Vey grinned. "Every Friday."

They passed through a boiler room, a maintenance corridor, and a grim little office with a shattered monitor still flickering static. Each space they moved through added to the sense of weight , as if the building itself carried memory. Violence soaked into the walls.

Finally, they reached it.

A thick steel door stood at the end of the hallway, framed by scorched plaster and bullet marks. No sign, no label, but Cael remembered it. Vividly. He could almost feel the cold concrete on his back again, the voices above him, the weight of someone's boot on his chest.

"This is it," he whispered.

Vey stepped forward and ran a finger across the door's lock panel. "Still has power. I could short it."

Cael stared at the panel. "Or we do it my way."

"Which is?"

"Knock."

He raised his fist and slammed it against the metal three times.

Silence.

Then, movement inside.

A click.

And the door slid open just a crack.

A voice growled from within. "Who the hell, ?"

Cael kicked the door in.

It swung inward violently, crashing against the wall. Inside, two men scrambled to their feet behind a metal desk covered in monitors and blueprints. One reached for a weapon, but Cael was already moving.

He used his blink again, shorter range this time. He appeared right in front of the armed man and disarmed him with a twist of the wrist. A knee to the gut and the man folded.

Vey strolled in after him, illusion-clone already sliding along the opposite wall like a wraith. The second man turned, aiming for Vey, but shot the clone instead.

"Wrong one," Vey said cheerfully, stepping behind him and slamming his head against the wall.

The room fell still again.

Cael approached the desk, scanning the monitors. Most showed camera feeds, many offline, some still active. One showed the entrance. Another displayed what looked like a lab. But the center screen held his attention.

It showed a symbol.

A black ring, stylized. Minimalist. Brutal.

Cael touched the monitor.

"That's it," he muttered. "The Black Market."

"Wait, this is them? This place is a branch?"

"A node," Cael replied. "Not the main base. But a route. A link."

Vey whistled. "No wonder they were torturing people. They were protecting this."

Cael rummaged through the desk drawers, pulling out folders, keys, comm units. One folder had shipping logs, equipment sent to other cities, names coded with letters and strings of numbers.

"These codes..." Cael murmured. "They're supply chains. Weapons. Serums. Contacts."

"They're not just a market," Vey said, reading over his shoulder. "They're a network."

Cael looked at him, eyes sharp. "A resource. Whoever controls the Black Market doesn't just profit. They dictate flow, tech, contracts, names. It's leverage."
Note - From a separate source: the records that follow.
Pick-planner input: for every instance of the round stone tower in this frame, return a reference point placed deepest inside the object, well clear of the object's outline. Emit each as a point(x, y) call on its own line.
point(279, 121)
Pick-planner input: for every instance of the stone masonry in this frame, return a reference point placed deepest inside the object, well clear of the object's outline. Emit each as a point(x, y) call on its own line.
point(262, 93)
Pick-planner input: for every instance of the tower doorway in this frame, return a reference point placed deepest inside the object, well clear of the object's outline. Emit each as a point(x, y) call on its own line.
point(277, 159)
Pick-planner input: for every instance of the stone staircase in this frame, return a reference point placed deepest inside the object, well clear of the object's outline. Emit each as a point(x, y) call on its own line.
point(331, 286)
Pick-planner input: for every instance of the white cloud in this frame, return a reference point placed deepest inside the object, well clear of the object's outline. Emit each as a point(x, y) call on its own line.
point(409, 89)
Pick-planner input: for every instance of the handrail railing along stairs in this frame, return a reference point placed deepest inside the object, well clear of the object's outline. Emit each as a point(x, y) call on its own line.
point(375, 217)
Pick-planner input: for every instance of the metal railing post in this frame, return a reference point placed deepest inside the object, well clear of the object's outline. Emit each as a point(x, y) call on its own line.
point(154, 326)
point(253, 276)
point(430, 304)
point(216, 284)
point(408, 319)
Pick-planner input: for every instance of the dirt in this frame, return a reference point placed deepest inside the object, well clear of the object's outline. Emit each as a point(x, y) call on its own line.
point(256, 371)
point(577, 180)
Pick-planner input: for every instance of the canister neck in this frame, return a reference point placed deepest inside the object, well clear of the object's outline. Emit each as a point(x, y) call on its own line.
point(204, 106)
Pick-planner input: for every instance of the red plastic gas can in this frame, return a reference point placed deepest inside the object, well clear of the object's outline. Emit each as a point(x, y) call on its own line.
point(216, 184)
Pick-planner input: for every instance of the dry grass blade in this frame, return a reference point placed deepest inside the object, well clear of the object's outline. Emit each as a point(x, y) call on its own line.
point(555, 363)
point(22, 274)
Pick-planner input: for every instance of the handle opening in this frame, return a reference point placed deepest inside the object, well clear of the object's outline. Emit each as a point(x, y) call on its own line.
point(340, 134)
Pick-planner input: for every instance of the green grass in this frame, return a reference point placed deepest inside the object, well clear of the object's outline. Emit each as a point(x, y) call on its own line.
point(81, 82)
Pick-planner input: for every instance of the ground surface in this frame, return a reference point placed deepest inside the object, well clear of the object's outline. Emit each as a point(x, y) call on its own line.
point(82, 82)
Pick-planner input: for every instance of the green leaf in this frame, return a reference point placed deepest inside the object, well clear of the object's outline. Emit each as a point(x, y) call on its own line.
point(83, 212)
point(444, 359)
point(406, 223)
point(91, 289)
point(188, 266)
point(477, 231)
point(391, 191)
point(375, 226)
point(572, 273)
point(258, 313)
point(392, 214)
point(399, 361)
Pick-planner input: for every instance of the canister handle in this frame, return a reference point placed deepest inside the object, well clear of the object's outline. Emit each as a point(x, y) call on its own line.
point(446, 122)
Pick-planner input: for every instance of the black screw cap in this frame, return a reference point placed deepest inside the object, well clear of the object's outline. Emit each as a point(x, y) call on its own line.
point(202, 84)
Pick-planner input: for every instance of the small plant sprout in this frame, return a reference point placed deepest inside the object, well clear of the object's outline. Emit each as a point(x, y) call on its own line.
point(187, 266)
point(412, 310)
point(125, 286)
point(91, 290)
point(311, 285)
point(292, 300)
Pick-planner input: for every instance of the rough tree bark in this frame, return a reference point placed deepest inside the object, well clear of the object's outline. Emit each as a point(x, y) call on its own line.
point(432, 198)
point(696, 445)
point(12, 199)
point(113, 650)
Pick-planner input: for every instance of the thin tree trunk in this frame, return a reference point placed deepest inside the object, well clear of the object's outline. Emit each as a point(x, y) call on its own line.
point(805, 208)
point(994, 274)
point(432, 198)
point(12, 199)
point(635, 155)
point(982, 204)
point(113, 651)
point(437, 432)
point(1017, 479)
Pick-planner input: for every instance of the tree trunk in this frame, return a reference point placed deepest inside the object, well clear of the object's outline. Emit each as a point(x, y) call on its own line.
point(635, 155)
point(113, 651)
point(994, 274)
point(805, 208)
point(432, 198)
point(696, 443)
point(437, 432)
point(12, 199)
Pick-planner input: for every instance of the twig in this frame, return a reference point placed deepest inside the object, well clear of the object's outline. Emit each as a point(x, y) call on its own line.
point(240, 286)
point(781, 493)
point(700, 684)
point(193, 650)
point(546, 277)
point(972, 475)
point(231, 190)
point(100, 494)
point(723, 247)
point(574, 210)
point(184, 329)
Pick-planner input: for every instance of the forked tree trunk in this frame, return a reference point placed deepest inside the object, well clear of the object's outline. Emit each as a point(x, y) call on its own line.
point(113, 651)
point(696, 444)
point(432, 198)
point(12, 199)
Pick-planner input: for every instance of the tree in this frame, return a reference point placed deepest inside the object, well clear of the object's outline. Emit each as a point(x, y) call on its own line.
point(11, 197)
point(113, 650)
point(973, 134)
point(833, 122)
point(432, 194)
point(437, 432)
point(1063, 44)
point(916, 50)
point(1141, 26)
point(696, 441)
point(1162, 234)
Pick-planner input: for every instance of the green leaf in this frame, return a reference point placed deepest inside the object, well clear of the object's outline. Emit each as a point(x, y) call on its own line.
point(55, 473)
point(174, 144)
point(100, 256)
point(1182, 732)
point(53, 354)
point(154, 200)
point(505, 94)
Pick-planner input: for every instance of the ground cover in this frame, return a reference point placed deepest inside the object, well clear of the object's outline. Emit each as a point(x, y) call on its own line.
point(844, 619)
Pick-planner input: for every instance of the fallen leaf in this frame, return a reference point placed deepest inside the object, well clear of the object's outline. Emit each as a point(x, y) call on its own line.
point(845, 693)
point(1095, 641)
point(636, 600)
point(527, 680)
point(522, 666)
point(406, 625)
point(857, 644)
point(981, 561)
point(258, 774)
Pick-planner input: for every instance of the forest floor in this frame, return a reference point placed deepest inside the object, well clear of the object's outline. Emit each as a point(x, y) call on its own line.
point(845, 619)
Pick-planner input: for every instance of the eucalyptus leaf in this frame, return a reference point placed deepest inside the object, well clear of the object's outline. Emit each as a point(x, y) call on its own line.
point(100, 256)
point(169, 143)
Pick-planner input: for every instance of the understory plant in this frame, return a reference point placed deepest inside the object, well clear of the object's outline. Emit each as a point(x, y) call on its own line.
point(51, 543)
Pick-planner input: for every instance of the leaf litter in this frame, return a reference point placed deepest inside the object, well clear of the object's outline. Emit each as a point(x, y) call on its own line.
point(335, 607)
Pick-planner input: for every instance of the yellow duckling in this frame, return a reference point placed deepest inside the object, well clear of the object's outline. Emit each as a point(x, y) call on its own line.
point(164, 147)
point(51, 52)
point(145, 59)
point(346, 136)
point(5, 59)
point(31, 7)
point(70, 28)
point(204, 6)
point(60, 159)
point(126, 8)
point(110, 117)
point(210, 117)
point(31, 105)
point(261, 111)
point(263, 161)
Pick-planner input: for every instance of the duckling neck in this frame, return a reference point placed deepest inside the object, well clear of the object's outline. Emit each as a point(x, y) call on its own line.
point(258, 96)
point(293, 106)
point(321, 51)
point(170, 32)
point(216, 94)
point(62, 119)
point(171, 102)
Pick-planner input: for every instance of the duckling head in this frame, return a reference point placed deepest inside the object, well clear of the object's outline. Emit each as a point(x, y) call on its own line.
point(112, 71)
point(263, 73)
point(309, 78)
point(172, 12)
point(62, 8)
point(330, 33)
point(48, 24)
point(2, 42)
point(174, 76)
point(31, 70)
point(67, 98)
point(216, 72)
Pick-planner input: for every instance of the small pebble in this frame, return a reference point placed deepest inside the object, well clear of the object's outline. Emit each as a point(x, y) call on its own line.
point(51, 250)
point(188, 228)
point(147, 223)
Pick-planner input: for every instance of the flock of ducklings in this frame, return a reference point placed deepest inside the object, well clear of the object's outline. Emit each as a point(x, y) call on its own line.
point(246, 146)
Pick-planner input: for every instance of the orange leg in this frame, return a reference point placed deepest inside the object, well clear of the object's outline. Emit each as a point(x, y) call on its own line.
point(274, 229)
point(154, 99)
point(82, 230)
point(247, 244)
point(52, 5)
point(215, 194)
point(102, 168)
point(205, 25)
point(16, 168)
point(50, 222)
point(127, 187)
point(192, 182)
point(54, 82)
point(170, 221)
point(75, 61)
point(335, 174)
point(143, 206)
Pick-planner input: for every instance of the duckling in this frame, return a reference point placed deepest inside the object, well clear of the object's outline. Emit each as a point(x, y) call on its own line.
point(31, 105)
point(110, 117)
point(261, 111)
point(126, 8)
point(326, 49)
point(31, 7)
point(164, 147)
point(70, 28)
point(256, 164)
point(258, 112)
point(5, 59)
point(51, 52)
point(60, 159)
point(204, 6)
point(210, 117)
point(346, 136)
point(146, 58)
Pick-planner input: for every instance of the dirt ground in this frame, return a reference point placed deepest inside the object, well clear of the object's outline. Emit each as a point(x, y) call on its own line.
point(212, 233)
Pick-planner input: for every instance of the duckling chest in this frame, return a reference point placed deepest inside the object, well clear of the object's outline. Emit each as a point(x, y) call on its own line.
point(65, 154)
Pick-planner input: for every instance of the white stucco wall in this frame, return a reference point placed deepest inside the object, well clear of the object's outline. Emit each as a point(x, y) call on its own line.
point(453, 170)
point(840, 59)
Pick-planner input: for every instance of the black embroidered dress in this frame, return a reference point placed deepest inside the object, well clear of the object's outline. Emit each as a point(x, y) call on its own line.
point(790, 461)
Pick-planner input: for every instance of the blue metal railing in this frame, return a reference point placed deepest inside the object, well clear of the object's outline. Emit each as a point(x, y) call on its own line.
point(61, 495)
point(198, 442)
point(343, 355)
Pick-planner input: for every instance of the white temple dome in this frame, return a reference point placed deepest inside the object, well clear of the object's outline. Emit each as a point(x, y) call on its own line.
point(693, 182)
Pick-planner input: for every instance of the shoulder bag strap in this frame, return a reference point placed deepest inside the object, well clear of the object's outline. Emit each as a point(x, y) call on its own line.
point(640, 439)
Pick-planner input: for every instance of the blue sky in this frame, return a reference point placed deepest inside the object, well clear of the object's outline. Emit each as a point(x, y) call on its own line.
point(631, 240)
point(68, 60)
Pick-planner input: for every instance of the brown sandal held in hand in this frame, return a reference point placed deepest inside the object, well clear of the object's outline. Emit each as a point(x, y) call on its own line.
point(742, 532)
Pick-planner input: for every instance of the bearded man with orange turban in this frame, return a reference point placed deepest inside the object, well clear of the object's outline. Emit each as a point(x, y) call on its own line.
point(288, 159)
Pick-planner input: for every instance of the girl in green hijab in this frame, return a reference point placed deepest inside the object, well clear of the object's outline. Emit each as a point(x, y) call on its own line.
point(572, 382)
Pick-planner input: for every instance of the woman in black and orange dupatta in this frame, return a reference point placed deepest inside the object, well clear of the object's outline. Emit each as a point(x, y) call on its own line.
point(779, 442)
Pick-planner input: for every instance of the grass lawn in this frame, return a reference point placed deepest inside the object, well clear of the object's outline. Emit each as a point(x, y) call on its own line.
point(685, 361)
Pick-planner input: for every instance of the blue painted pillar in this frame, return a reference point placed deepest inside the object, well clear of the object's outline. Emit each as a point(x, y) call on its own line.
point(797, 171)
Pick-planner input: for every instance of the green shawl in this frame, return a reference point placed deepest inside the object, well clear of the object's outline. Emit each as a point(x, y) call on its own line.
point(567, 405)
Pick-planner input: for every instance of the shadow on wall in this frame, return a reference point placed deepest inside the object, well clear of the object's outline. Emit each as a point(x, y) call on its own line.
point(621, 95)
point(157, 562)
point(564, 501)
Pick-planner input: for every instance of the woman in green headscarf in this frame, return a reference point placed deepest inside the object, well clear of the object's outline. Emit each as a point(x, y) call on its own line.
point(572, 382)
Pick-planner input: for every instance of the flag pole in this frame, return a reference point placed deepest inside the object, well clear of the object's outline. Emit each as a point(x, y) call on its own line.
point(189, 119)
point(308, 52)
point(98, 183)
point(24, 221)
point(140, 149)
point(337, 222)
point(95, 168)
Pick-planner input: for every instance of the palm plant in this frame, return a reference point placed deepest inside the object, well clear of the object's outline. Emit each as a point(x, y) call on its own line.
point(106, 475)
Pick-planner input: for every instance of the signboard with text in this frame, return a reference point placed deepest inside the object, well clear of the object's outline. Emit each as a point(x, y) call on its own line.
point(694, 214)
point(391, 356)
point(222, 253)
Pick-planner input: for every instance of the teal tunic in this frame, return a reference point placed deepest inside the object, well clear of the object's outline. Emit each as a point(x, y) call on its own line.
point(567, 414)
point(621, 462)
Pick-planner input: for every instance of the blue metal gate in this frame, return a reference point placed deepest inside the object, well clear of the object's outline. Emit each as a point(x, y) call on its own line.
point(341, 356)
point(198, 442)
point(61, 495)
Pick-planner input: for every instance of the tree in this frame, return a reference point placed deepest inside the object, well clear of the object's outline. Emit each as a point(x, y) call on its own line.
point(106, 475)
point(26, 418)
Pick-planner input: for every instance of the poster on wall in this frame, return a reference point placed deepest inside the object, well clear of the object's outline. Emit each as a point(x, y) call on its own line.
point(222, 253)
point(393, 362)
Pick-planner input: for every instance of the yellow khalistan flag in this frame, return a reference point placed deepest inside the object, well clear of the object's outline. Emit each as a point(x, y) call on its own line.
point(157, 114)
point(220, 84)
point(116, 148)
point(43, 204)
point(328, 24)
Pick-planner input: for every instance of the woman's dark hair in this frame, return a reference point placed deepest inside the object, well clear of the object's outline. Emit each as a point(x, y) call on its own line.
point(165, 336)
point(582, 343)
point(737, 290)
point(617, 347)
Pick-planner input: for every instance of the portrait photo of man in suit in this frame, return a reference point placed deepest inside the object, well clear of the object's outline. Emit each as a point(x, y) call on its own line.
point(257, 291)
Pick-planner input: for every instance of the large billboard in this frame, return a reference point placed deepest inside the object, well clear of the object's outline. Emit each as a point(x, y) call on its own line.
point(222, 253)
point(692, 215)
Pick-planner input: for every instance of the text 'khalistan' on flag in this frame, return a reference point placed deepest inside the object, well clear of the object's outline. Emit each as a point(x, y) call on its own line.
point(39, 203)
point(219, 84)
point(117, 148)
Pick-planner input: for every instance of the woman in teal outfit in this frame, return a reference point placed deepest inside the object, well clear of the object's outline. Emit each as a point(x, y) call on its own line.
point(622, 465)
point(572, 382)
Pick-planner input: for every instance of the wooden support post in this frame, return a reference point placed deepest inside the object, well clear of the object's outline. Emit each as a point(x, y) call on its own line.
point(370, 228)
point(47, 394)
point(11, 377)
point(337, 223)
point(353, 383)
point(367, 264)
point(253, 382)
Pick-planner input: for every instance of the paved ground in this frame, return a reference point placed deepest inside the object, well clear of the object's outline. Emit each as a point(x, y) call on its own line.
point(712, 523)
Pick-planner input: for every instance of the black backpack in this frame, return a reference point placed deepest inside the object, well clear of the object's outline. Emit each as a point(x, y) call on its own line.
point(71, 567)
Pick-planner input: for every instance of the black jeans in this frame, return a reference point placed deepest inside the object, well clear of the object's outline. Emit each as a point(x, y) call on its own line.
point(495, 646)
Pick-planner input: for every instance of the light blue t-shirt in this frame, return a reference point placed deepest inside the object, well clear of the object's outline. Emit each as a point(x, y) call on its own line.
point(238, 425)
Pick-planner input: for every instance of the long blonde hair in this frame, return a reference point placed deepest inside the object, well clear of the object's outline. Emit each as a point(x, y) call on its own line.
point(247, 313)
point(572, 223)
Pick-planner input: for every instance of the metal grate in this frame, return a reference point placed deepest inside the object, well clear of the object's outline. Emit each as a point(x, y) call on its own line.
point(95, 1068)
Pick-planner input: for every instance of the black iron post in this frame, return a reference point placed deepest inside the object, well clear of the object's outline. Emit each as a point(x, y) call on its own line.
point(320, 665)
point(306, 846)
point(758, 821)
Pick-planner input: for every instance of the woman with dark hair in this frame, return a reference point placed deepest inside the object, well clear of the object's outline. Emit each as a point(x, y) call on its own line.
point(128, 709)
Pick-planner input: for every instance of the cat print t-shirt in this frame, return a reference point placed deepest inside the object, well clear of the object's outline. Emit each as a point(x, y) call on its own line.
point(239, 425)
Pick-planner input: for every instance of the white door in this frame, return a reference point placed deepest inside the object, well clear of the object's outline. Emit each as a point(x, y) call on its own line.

Vey's smile faded. "Then we can't just shut them down."

"No. But we can follow the threads."

Before they could say more, footsteps echoed again, closer this time. Reinforcements.

Cael grabbed the folder and shoved it into his jacket. "Let's move. We're not here to die pretty."

They slipped out a side door, exiting into another corridor that looped back toward the upper levels. This time, guards were mobilizing, shouting orders, radio static filling the air. The silence was over.

But the mission wasn't.

Not even close.

Cael furrowed his brows, his voice low as they stepped over a fallen shelves. "It's not just about finding allies through the Black Market anymore, is it?" His eyes flicked sideways to Vey, a sharpness in them that hadn't been there before.

Vey let out a short breath, almost a scoff, but there was no humor in it. He gave a slow nod, his jaw tightening. "Yeah… it's about chasing down the damn truth." His gaze stayed fixed ahead, but his fists clenched just slightly at his sides.